NONLINEAR DIMENSIONALITY REDUCTION FOR LOOKALIKE AUDIENCE DETECTION USING MANIFOLD LEARNING AND AUTOENCODER-BASED REPRESENTATIONS
DOI:
https://doi.org/10.26577/jpcsit4120268Keywords:
dimensionality reduction, manifold learning, t-distributed stochastic neighbor embedding (t-SNE), autoencoder, representation learning, lookalike audience modeling, tabular dataAbstract
Identifying users with similar behavioral characteristics is a critical task in modern targeted advertising and customer analytics systems. High-dimensional tabular datasets describing user activity often contain complex nonlinear relationships that cannot be effectively captured by traditional linear dimensionality reduction techniques. This study investigates representation learning approaches for constructing scalable look-alike audience detection systems using large-scale telecommunications data. Classical dimensionality reduction techniques, including Principal Component Analysis (PCA) and t-distributed Stochastic Neighbor Embedding (t-SNE), are first analyzed as baseline methods for exploring the structure of high-dimensional data.
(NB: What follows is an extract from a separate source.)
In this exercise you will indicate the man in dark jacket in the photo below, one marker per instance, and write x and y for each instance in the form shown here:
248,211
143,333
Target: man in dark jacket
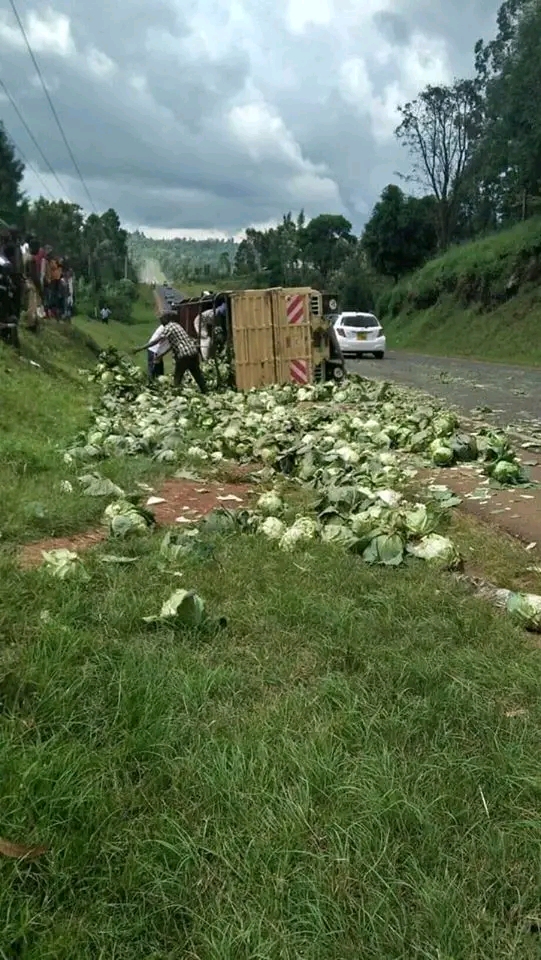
184,349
While PCA performs linear projections that preserve global variance and t-SNE reveals local neighborhood structures through nonlinear embedding, these methods are primarily designed for visualization and exploratory analysis and do not provide scalable parametric mappings for new data samples. To address these limitations, a representation learning framework based on autoencoders is proposed for generating compact latent embeddings of users. The model is trained on a large-scale anonymized telecommunications dataset containing behavioral, demographic, device-related, and service usage attributes. Embeddings are learned for multiple feature entities and concatenated into a unified user representation that integrates heterogeneous behavioral information. User similarity is then computed using cosine similarity in the latent space, enabling efficient identification of look-alike audiences. The proposed system is evaluated using clustering metrics and multiple independent validation tasks with external target variables to ensure unbiased performance estimation. Experimental results demonstrate that autoencoder-based embeddings produce a more structured latent space and improve both similarity-based retrieval and downstream classification performance compared to classical dimensionality reduction techniques. The findings highlight the effectiveness of deep representation learning for high-dimensional tabular data in real-world recommendation and targeted advertising systems.